What is the mystery of Baalbek mysterious stones?

In the lush green valley of Bekaa, about 79 km from Beirut, the capital of Lebanon, stand the ruins of once-resplendent Roman temples. The city of Baalbek was built in Phoenician times and it was dedicated to Baal the sun god. Later, the Greeks renamed it Heliopolis or the City of the Sun. In 47 B.C., Julius Caesar made Baalbek a Roman colony, the beginning of its golden age.

Over a span of 200 years, starting from the 1st century A.D., a succession of Roman emperors supervised the construction of temples in honour of the popular Roman deities, Jupiter, Venus and Mercury, as well as the god of wine Bacchus. All the temples were built on a raised platform giving a breathtaking view of the surrounding countryside. Earthquakes destroyed much of Baalbek till it was re-discovered and restored in the 19th century. Today, a few Corinthian pillars, the colonnaded entrance and some sculptures and staircases are all that remain.

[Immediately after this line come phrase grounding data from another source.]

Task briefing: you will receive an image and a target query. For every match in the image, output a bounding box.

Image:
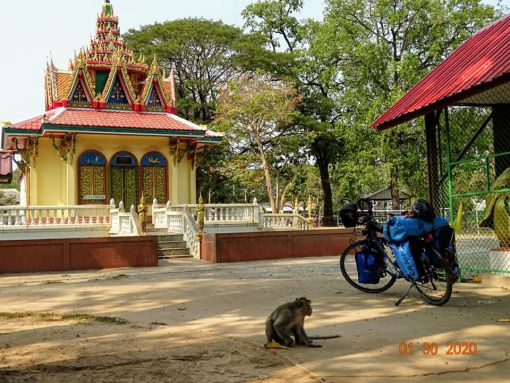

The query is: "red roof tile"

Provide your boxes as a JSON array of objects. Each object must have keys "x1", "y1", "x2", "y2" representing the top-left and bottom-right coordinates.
[
  {"x1": 10, "y1": 109, "x2": 62, "y2": 131},
  {"x1": 10, "y1": 108, "x2": 208, "y2": 134},
  {"x1": 371, "y1": 14, "x2": 510, "y2": 130}
]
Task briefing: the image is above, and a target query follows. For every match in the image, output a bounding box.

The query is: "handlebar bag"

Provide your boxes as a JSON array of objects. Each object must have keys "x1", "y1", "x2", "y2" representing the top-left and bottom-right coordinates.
[
  {"x1": 355, "y1": 250, "x2": 380, "y2": 284},
  {"x1": 384, "y1": 216, "x2": 429, "y2": 243},
  {"x1": 389, "y1": 241, "x2": 421, "y2": 281}
]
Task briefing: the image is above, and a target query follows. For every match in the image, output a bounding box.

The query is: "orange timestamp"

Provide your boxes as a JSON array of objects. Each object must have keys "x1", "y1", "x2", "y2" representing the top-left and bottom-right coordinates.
[{"x1": 399, "y1": 341, "x2": 478, "y2": 356}]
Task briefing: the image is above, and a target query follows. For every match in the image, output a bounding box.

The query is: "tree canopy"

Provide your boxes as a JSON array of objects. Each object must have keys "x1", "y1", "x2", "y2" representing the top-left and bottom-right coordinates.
[
  {"x1": 124, "y1": 0, "x2": 503, "y2": 222},
  {"x1": 124, "y1": 18, "x2": 272, "y2": 123}
]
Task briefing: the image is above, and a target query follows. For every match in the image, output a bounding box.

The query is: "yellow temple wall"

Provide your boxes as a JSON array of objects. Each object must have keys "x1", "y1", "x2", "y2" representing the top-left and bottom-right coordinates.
[
  {"x1": 29, "y1": 138, "x2": 70, "y2": 205},
  {"x1": 29, "y1": 134, "x2": 197, "y2": 206}
]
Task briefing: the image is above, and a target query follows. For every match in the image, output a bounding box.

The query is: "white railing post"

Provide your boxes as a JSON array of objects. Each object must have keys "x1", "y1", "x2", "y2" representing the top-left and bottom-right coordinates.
[{"x1": 152, "y1": 198, "x2": 158, "y2": 219}]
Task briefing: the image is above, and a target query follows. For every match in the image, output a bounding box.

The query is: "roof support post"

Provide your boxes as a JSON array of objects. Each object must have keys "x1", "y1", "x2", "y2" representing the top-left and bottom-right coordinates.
[
  {"x1": 493, "y1": 104, "x2": 510, "y2": 178},
  {"x1": 425, "y1": 111, "x2": 440, "y2": 212}
]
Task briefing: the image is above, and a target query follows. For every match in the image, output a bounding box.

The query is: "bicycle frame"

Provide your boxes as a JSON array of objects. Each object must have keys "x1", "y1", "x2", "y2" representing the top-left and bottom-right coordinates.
[{"x1": 340, "y1": 199, "x2": 454, "y2": 306}]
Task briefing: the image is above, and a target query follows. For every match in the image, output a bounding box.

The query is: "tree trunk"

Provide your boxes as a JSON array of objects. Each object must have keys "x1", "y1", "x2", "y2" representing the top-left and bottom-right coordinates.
[
  {"x1": 275, "y1": 173, "x2": 280, "y2": 212},
  {"x1": 312, "y1": 137, "x2": 335, "y2": 226},
  {"x1": 390, "y1": 164, "x2": 400, "y2": 209},
  {"x1": 255, "y1": 130, "x2": 276, "y2": 213}
]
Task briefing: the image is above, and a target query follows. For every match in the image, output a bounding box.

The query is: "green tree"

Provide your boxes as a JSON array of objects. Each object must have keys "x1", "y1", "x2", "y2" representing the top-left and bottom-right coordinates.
[
  {"x1": 124, "y1": 19, "x2": 271, "y2": 124},
  {"x1": 213, "y1": 76, "x2": 301, "y2": 212},
  {"x1": 325, "y1": 0, "x2": 498, "y2": 207},
  {"x1": 125, "y1": 19, "x2": 282, "y2": 203},
  {"x1": 243, "y1": 1, "x2": 346, "y2": 225}
]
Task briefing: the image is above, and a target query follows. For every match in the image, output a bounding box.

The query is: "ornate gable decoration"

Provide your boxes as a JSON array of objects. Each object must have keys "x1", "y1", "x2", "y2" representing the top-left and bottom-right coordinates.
[
  {"x1": 100, "y1": 64, "x2": 137, "y2": 109},
  {"x1": 139, "y1": 56, "x2": 172, "y2": 112},
  {"x1": 66, "y1": 64, "x2": 95, "y2": 108},
  {"x1": 43, "y1": 1, "x2": 177, "y2": 113}
]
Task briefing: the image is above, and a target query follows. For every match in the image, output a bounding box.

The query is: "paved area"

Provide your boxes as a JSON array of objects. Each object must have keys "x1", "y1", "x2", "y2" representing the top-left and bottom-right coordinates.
[{"x1": 0, "y1": 257, "x2": 509, "y2": 382}]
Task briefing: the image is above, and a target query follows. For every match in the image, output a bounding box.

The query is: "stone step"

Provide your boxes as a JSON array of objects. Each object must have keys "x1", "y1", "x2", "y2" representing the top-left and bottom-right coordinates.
[
  {"x1": 158, "y1": 254, "x2": 193, "y2": 259},
  {"x1": 154, "y1": 234, "x2": 185, "y2": 242},
  {"x1": 158, "y1": 249, "x2": 192, "y2": 259},
  {"x1": 157, "y1": 240, "x2": 187, "y2": 248},
  {"x1": 157, "y1": 247, "x2": 189, "y2": 257},
  {"x1": 146, "y1": 227, "x2": 167, "y2": 232}
]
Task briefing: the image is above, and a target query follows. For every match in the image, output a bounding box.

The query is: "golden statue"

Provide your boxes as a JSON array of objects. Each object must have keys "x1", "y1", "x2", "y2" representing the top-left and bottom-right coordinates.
[{"x1": 137, "y1": 195, "x2": 148, "y2": 234}]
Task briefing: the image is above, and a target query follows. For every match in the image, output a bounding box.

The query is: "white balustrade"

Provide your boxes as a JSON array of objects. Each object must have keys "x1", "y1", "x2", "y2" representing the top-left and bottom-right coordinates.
[
  {"x1": 152, "y1": 202, "x2": 168, "y2": 229},
  {"x1": 147, "y1": 198, "x2": 310, "y2": 235},
  {"x1": 108, "y1": 202, "x2": 140, "y2": 236},
  {"x1": 0, "y1": 205, "x2": 111, "y2": 227},
  {"x1": 262, "y1": 213, "x2": 310, "y2": 230},
  {"x1": 183, "y1": 207, "x2": 200, "y2": 258},
  {"x1": 168, "y1": 211, "x2": 184, "y2": 233}
]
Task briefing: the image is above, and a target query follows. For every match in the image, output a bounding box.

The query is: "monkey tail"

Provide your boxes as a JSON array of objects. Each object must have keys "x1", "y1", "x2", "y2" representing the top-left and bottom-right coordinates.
[{"x1": 309, "y1": 335, "x2": 341, "y2": 340}]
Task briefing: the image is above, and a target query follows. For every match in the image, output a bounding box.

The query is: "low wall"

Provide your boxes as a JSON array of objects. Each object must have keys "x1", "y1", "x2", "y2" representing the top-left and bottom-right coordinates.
[
  {"x1": 0, "y1": 236, "x2": 158, "y2": 274},
  {"x1": 201, "y1": 228, "x2": 357, "y2": 262}
]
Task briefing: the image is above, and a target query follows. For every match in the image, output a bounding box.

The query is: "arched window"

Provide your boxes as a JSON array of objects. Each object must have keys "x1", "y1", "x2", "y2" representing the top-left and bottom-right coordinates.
[
  {"x1": 141, "y1": 151, "x2": 168, "y2": 203},
  {"x1": 109, "y1": 151, "x2": 139, "y2": 208},
  {"x1": 78, "y1": 150, "x2": 107, "y2": 204}
]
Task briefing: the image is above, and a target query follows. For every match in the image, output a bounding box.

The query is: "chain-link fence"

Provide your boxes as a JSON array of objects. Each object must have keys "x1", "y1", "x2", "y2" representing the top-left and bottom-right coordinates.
[{"x1": 432, "y1": 85, "x2": 510, "y2": 280}]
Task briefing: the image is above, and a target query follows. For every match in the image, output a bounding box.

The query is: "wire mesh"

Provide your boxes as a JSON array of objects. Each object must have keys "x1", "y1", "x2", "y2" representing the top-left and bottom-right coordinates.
[{"x1": 433, "y1": 84, "x2": 510, "y2": 280}]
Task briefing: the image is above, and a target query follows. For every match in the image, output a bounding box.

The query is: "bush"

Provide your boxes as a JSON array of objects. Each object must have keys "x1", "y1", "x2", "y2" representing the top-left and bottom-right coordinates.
[{"x1": 0, "y1": 191, "x2": 16, "y2": 206}]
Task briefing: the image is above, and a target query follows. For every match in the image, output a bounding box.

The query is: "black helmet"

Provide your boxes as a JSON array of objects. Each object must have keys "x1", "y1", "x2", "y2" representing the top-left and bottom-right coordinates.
[
  {"x1": 339, "y1": 203, "x2": 358, "y2": 227},
  {"x1": 411, "y1": 198, "x2": 435, "y2": 222}
]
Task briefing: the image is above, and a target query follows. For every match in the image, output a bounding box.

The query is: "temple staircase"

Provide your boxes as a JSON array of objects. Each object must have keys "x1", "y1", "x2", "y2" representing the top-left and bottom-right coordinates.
[{"x1": 146, "y1": 227, "x2": 191, "y2": 259}]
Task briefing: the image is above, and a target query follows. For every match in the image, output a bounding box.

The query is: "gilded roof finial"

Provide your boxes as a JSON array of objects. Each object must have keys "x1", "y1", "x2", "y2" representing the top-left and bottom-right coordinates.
[{"x1": 170, "y1": 62, "x2": 177, "y2": 107}]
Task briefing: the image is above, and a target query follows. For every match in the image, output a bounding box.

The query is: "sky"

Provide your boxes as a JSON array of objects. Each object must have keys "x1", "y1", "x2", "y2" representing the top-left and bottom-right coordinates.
[
  {"x1": 0, "y1": 0, "x2": 506, "y2": 125},
  {"x1": 0, "y1": 0, "x2": 324, "y2": 124}
]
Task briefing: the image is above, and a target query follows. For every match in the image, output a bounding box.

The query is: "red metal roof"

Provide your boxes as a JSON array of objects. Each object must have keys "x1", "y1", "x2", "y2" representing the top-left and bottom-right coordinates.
[
  {"x1": 371, "y1": 14, "x2": 510, "y2": 131},
  {"x1": 9, "y1": 108, "x2": 208, "y2": 134}
]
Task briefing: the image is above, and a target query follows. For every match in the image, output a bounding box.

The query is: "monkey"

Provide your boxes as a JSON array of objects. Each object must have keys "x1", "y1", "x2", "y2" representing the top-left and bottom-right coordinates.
[{"x1": 265, "y1": 297, "x2": 339, "y2": 348}]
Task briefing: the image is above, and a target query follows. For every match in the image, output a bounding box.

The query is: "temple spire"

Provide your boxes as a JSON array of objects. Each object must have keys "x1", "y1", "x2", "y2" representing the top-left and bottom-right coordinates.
[
  {"x1": 170, "y1": 63, "x2": 177, "y2": 108},
  {"x1": 102, "y1": 0, "x2": 114, "y2": 17}
]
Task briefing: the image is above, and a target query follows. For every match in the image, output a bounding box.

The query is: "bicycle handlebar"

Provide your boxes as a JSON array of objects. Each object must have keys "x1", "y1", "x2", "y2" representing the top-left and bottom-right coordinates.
[
  {"x1": 357, "y1": 198, "x2": 373, "y2": 213},
  {"x1": 354, "y1": 198, "x2": 383, "y2": 234}
]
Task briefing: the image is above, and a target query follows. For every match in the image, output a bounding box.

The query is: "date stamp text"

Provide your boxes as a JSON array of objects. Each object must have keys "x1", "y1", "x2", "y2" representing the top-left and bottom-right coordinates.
[{"x1": 399, "y1": 341, "x2": 478, "y2": 356}]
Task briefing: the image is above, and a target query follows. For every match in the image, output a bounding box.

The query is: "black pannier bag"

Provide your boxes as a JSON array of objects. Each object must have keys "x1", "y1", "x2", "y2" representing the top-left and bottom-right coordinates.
[
  {"x1": 411, "y1": 198, "x2": 436, "y2": 222},
  {"x1": 434, "y1": 225, "x2": 460, "y2": 283},
  {"x1": 339, "y1": 203, "x2": 358, "y2": 227}
]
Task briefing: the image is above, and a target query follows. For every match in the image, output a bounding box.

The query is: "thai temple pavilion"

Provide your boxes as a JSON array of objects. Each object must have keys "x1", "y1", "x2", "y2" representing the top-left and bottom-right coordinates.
[{"x1": 1, "y1": 0, "x2": 221, "y2": 209}]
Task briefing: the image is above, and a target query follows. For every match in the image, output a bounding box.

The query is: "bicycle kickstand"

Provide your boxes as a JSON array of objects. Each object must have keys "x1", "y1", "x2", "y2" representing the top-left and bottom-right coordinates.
[{"x1": 394, "y1": 283, "x2": 415, "y2": 306}]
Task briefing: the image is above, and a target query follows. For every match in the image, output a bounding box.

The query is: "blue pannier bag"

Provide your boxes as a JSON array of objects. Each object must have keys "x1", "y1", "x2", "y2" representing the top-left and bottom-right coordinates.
[
  {"x1": 384, "y1": 216, "x2": 426, "y2": 243},
  {"x1": 432, "y1": 216, "x2": 449, "y2": 237},
  {"x1": 389, "y1": 241, "x2": 421, "y2": 281},
  {"x1": 355, "y1": 250, "x2": 380, "y2": 284}
]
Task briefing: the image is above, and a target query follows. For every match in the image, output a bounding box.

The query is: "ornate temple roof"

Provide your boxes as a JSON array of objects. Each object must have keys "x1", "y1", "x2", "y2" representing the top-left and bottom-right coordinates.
[
  {"x1": 5, "y1": 108, "x2": 214, "y2": 139},
  {"x1": 2, "y1": 0, "x2": 222, "y2": 149},
  {"x1": 44, "y1": 0, "x2": 176, "y2": 113}
]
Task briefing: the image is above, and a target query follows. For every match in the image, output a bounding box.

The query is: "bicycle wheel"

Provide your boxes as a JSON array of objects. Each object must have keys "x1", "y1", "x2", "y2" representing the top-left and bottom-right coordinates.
[
  {"x1": 340, "y1": 240, "x2": 397, "y2": 293},
  {"x1": 414, "y1": 256, "x2": 453, "y2": 306}
]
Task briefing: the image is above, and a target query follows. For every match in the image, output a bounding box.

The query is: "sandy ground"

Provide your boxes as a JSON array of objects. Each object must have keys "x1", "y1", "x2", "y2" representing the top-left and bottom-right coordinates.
[{"x1": 0, "y1": 256, "x2": 509, "y2": 383}]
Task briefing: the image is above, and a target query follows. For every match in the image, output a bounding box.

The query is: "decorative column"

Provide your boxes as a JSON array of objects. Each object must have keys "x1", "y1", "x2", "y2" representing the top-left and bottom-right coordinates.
[{"x1": 197, "y1": 194, "x2": 205, "y2": 232}]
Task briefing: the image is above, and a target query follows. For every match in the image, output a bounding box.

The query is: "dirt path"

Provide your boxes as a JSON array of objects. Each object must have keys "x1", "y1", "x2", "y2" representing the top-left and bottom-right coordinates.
[{"x1": 0, "y1": 257, "x2": 509, "y2": 382}]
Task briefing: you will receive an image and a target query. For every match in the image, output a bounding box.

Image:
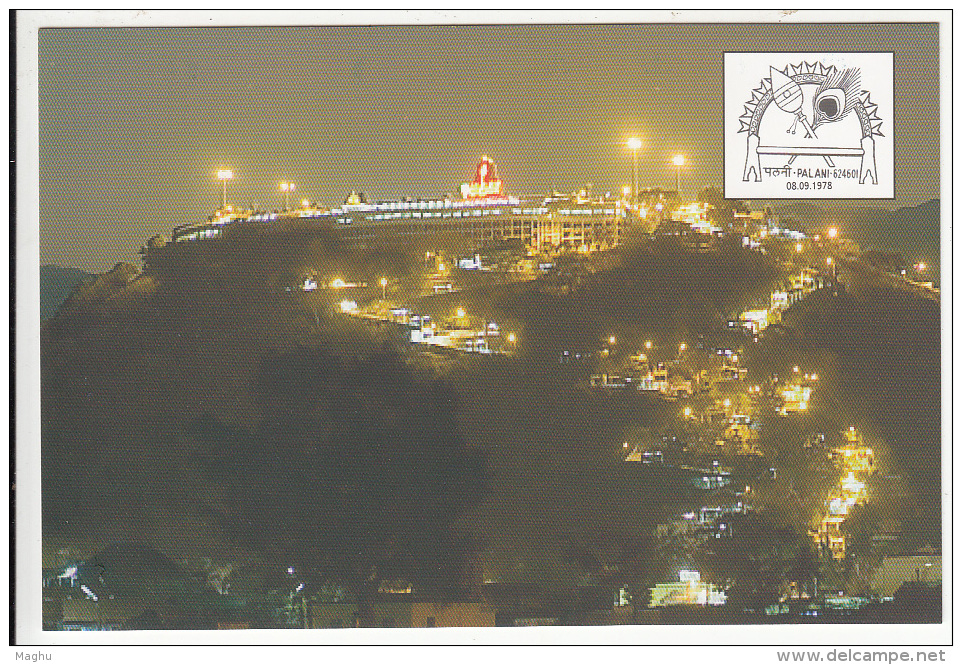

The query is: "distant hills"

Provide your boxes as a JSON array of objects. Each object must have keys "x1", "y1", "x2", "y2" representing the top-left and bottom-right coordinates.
[
  {"x1": 40, "y1": 264, "x2": 94, "y2": 321},
  {"x1": 775, "y1": 199, "x2": 941, "y2": 285}
]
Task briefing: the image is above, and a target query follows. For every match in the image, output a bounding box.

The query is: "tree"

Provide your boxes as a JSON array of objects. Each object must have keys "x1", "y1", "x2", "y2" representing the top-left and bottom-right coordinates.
[{"x1": 191, "y1": 346, "x2": 486, "y2": 598}]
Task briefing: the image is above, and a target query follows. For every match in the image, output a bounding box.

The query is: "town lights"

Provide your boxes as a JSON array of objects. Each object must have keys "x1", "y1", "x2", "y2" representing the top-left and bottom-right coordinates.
[
  {"x1": 827, "y1": 226, "x2": 839, "y2": 239},
  {"x1": 339, "y1": 299, "x2": 358, "y2": 314},
  {"x1": 331, "y1": 278, "x2": 346, "y2": 289},
  {"x1": 216, "y1": 169, "x2": 234, "y2": 209}
]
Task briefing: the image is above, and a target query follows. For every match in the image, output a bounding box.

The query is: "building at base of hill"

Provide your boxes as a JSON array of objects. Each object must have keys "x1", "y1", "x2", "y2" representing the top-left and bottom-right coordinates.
[
  {"x1": 649, "y1": 571, "x2": 727, "y2": 608},
  {"x1": 310, "y1": 597, "x2": 496, "y2": 629}
]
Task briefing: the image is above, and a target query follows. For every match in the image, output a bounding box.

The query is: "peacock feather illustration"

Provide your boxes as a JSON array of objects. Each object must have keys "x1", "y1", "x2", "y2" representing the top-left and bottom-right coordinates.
[{"x1": 812, "y1": 67, "x2": 861, "y2": 130}]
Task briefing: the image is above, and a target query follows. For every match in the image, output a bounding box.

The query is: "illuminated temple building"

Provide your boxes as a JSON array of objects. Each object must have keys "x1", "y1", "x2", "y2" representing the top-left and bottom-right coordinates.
[{"x1": 164, "y1": 157, "x2": 627, "y2": 253}]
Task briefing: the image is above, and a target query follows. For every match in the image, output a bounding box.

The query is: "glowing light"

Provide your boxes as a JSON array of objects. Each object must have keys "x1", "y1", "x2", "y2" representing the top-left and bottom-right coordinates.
[
  {"x1": 826, "y1": 257, "x2": 833, "y2": 265},
  {"x1": 828, "y1": 227, "x2": 839, "y2": 239},
  {"x1": 627, "y1": 137, "x2": 642, "y2": 151},
  {"x1": 645, "y1": 340, "x2": 652, "y2": 350},
  {"x1": 438, "y1": 263, "x2": 445, "y2": 272},
  {"x1": 622, "y1": 185, "x2": 632, "y2": 197},
  {"x1": 216, "y1": 170, "x2": 234, "y2": 180},
  {"x1": 379, "y1": 277, "x2": 388, "y2": 287},
  {"x1": 331, "y1": 278, "x2": 346, "y2": 289},
  {"x1": 679, "y1": 343, "x2": 687, "y2": 352},
  {"x1": 623, "y1": 442, "x2": 629, "y2": 449},
  {"x1": 339, "y1": 299, "x2": 358, "y2": 313},
  {"x1": 683, "y1": 407, "x2": 692, "y2": 417},
  {"x1": 732, "y1": 355, "x2": 739, "y2": 363},
  {"x1": 609, "y1": 335, "x2": 617, "y2": 345},
  {"x1": 811, "y1": 373, "x2": 818, "y2": 381},
  {"x1": 301, "y1": 198, "x2": 310, "y2": 208},
  {"x1": 672, "y1": 154, "x2": 686, "y2": 167},
  {"x1": 793, "y1": 366, "x2": 800, "y2": 373},
  {"x1": 796, "y1": 243, "x2": 804, "y2": 253},
  {"x1": 461, "y1": 156, "x2": 504, "y2": 199},
  {"x1": 279, "y1": 182, "x2": 295, "y2": 192},
  {"x1": 456, "y1": 307, "x2": 466, "y2": 318},
  {"x1": 507, "y1": 333, "x2": 517, "y2": 343},
  {"x1": 917, "y1": 262, "x2": 927, "y2": 271},
  {"x1": 723, "y1": 399, "x2": 731, "y2": 408}
]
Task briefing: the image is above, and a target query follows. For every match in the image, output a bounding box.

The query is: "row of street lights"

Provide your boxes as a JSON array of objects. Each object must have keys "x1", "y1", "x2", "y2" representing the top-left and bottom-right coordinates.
[
  {"x1": 214, "y1": 171, "x2": 312, "y2": 212},
  {"x1": 624, "y1": 138, "x2": 687, "y2": 203},
  {"x1": 218, "y1": 143, "x2": 683, "y2": 214}
]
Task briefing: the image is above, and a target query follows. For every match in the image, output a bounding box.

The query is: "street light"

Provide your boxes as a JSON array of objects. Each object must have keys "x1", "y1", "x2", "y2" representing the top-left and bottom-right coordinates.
[
  {"x1": 672, "y1": 154, "x2": 685, "y2": 197},
  {"x1": 645, "y1": 340, "x2": 652, "y2": 350},
  {"x1": 796, "y1": 243, "x2": 804, "y2": 253},
  {"x1": 827, "y1": 226, "x2": 839, "y2": 239},
  {"x1": 627, "y1": 138, "x2": 642, "y2": 206},
  {"x1": 609, "y1": 335, "x2": 617, "y2": 346},
  {"x1": 916, "y1": 261, "x2": 927, "y2": 272},
  {"x1": 279, "y1": 181, "x2": 296, "y2": 211},
  {"x1": 380, "y1": 277, "x2": 388, "y2": 300},
  {"x1": 679, "y1": 342, "x2": 687, "y2": 353},
  {"x1": 216, "y1": 169, "x2": 234, "y2": 210},
  {"x1": 456, "y1": 307, "x2": 466, "y2": 318}
]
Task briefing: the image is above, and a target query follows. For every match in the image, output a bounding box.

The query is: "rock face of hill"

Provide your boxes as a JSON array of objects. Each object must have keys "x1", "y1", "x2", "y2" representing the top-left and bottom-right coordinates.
[
  {"x1": 40, "y1": 248, "x2": 485, "y2": 595},
  {"x1": 40, "y1": 264, "x2": 94, "y2": 321}
]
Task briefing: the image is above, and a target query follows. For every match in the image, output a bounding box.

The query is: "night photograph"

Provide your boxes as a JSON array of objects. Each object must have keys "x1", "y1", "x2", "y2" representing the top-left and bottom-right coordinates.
[{"x1": 12, "y1": 9, "x2": 950, "y2": 657}]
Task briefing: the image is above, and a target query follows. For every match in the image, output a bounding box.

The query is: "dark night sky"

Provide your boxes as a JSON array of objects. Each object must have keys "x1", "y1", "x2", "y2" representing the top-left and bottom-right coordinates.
[{"x1": 38, "y1": 22, "x2": 940, "y2": 270}]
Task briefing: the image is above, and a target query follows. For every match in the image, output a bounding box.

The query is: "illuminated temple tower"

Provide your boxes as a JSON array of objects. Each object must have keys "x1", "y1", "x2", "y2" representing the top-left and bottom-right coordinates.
[{"x1": 460, "y1": 155, "x2": 504, "y2": 200}]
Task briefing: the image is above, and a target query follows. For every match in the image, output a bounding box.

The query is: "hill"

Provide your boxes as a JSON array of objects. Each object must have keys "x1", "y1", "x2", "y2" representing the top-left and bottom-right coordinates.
[{"x1": 40, "y1": 264, "x2": 94, "y2": 321}]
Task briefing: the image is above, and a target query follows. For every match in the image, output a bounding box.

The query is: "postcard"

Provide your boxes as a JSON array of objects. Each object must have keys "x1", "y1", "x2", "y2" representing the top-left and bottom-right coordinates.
[{"x1": 12, "y1": 9, "x2": 951, "y2": 660}]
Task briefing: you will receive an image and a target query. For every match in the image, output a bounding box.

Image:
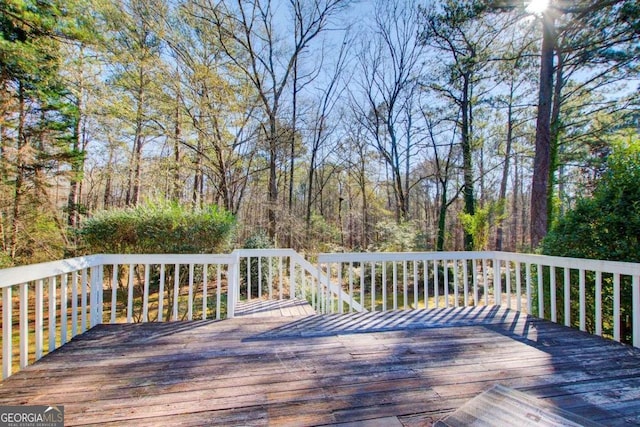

When archaeologists dug up the site, they found part of a massive stone wall containing three of the largest cut blocks of stone in the world. Named the Trilithon, each of the three stones would be as tall as a six-storey house if stood on end. It would be extremely difficult even with the most modern industrial cranes available today, to transport and place such large stones in a horizontal position. How did the Romans achieve such a stupendous task, not seen on this scale anywhere else in their vast empire?

The largest stone measures 19 x 4 x 3.5 metres and weighs some 800 tons. The quarry is more than a kilometer away, from where each block was transported to Baalbek, lifted up 7.5 metres and placed precisely on top of a platform of smaller stones. So precisely in fact, that it is impossible to insert the blade of a knife between the joints! Some people believed that it must have been built by the devil himself. Others believe that a supernatural or extra-terrestrial force was at work.

Another block of stone weighing about 1000 tons lies unused in the quarry. That it was too heavy for the people, who transported the Trilithion, is an explanation that doesn’t quite satisfy.